Science acknowledges the phenomenon only since 1866, but in the arts the mixing of sensory impressions is much older, of course. The Romantics at the end of the eighteenth century indiscriminately use colours or flavours to describe moods and sounds;  for centuries heroic protagonists have felt fire flowing through their veins. And in everyday language synesthetic expressions like warm colours, bitter words or heavy footsteps have been established forever.

Dylan’s poetry is swarming with sensory blends. It’s the sixties, so at first one wonders to what extent it should be attributed to the influence of Baudelaire and Rimbaud, and/or drug use. In “Chimes Of Freedom” bolts strike shadows in the sounds, the sky cracks poems and the rain unravels tales. In “Love Minus Zero / No Limit” the beloved laughs like a flower and the wind is howling like a hammer, and in “Mr. Tambourine Man” the morning seems to be quite jingle jangle, the trees are frightened and one can hear the spinning across the sun – but then again, that’s the song in which the narrator admits: my senses have been stripped.

However, when the French symbolistes and hallucinogenic drugs have long been abandoned, the organs of perception continue to be disturbed. Not only in the songs, but also in interviews Dylan hints at synesthesia with some frequency.

The most cited interview excerpt comes from the March 1978 issue of Playboy and describes Dylan’s attempts to articulate the sound of Blonde On Blonde:

“The closest I ever got to the sound I hear in my mind was on individual bands in the Blonde on Blonde album. It’s that thin, that wild mercury sound. It’s metallic and bright gold, with whatever that conjures up.”

Pure synesthesia. In 2001 interviewer Rosenbaum delves further into his memory and searches his notes to write a piece for The Observer on Dylan’s preoccupation with sound. And then notices that Dylan is trying to capture the sound of light:

“That ethereal twilight light, you know. It’s the sound of the street with the sunrays, the sun shining down at a particular time, on a particular type of building. A particular type of people walking on a particular type of street. It’s an outdoor sound that drifts even into open windows that you can hear (…) usually it’s the crack of dawn.”

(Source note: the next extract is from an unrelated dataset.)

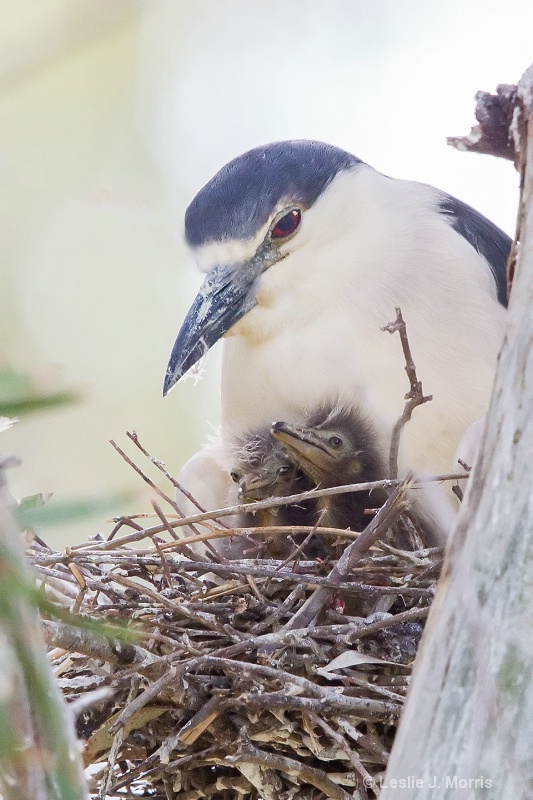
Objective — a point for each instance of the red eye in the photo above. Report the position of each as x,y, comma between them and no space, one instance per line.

So that is a jingle jangle morning. Still more explicit is Dylan in the ABC-TV interview in 1985, when he is asked whether he considers his song lyrics as poetry:

It’s more of a visual type thing for me: I could picture the colour of the song or the shape of it or who it is that I’m trying to appeal to in this song and what I’m trying to almost reinforce my feelings for. And I know that sounds sort of vague and abstract, but I’ve got a handle on it when I’m doing it.

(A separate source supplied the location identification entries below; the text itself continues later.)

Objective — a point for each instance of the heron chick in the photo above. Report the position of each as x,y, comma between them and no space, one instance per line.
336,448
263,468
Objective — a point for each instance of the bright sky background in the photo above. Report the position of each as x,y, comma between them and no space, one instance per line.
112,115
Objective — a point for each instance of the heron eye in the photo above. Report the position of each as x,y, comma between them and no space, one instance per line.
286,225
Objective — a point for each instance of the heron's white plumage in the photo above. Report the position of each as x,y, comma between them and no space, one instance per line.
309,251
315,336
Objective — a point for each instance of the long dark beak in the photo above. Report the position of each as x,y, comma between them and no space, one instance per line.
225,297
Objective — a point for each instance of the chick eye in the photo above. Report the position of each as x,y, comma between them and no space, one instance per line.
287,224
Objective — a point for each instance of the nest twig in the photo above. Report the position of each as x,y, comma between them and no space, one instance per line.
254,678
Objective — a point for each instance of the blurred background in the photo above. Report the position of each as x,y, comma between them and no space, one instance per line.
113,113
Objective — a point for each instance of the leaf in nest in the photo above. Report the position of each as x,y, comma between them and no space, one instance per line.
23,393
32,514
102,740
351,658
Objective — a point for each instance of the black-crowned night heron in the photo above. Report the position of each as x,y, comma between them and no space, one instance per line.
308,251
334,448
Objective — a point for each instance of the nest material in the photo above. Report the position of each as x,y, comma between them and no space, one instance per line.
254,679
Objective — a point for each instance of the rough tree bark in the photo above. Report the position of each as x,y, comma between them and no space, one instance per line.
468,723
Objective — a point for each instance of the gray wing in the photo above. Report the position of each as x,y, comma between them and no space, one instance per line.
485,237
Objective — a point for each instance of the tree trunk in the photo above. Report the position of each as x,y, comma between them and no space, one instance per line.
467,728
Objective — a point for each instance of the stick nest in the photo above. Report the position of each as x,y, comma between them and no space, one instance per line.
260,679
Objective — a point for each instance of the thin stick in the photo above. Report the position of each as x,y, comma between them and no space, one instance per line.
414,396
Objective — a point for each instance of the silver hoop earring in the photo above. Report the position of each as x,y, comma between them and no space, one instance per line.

Curious as well is the confession at a press conference in Rome, 2001:

Dylan: I consider colours ugly.

Q: You don’t like colours?

Dylan: Sometimes colours are okay. But when I have the choice, I prefer black & white. For my eyes that harmonizes better.

Remarkably enough, so far, but what stands out the most, when Rosenbaum rereads that interview, is the vast importance that Dylan seems to attach to capture the right sound. It seems more important, at any rate, than finding a melody or the right words (!):

I’m not just up there re-creating old blues tunes or trying to invent some surrealistic rhapsody. it’s the sound and the words. Words don’t interfere with it. They… they… punctuate it. You know, they give it purpose. [Pause] And all the ideas for my songs, all the influences, all come out of that. All the influences, all the feelings, all the ideas come from that. I’m not doing it to see how good I can sound, or how perfect the melody can be, or how intricate the details can be woven or how perfectly written something can be. I don’t care about those things.

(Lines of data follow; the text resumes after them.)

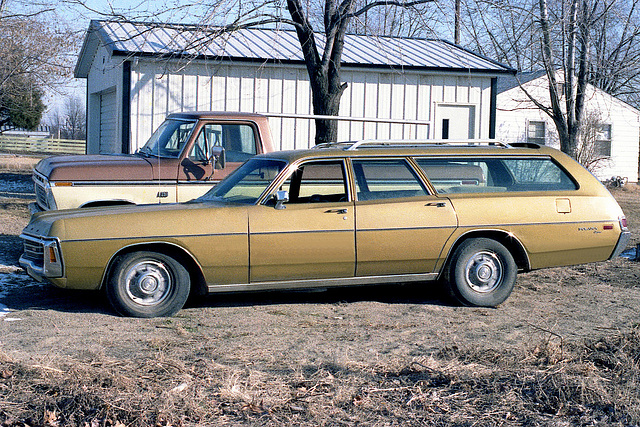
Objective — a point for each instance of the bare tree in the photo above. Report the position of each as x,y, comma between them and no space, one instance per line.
321,30
591,152
69,121
75,118
576,42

And thereby Dylan downplays the endless exegesis of his lyrics. First and foremost comes the sound of the words, not so much the content. Disconnecting content and sound, or the feeling that a word evokes, is impossible, at least to a mentally healthy person. Someone with synesthesia can distinguish between reality and the synesthetic experience – seeing an orange ball at a certain sound does not have the disruptive power of a hallucination; the synesthetic knows that the orange ball is not there in reality. Likewise will a poet like Dylan not experience empty sounds in a word – he is mentally healthy, so the semantic content will always colourize the word experience. But nothing more; decisive for the choice of a word is the sound, not the content.

This knowledge helps in understanding one of Dylan’s most kaleidoscopic, impenetrable love songs, the legendary “Sad-Eyed Lady Of The Lowlands”. In the course of the half-century since the publication of the song, tens of thousands and tens of thousands again have ventured to an interpretation. A Google search for “Sad-Eyed Lady Of The Lowlands” + “meaning” produces 65,000 hits, “+ interpretation” about as much, the Wikipedia page about Sad Eyed hits 1570 on average per month. And those are just the English-language hits. Those interpretations reveal a lot of creativity and even more despair (and remarkably often the observation that the song lasts twenty minutes – there are really only eleven minutes and twenty seconds). What are warehouse eyes, what is a geranium kiss, what are matchbook songs?

Untranslatable actually, as even the more persistent translators have to recognise. In almost every line the translator has to make a choice between sound and meaning, weighing whether the sound is more important than the image evoked by the content of the words.

Bindervoet and Henkes, tremendously creative and skilled Dutch translators of lyrics and literature altogether, dare to let go of the meaning, but then inadvertently unleash other forces. Your eyes like smoke and your prayers like rhyme becomes je ogen als rook en je gebedje gespreid. Runs like a charm, but it means something like your eyes like smoke and your warm welcoming prayer, including a laborious jeu de mots which drags the text quite a few floors down.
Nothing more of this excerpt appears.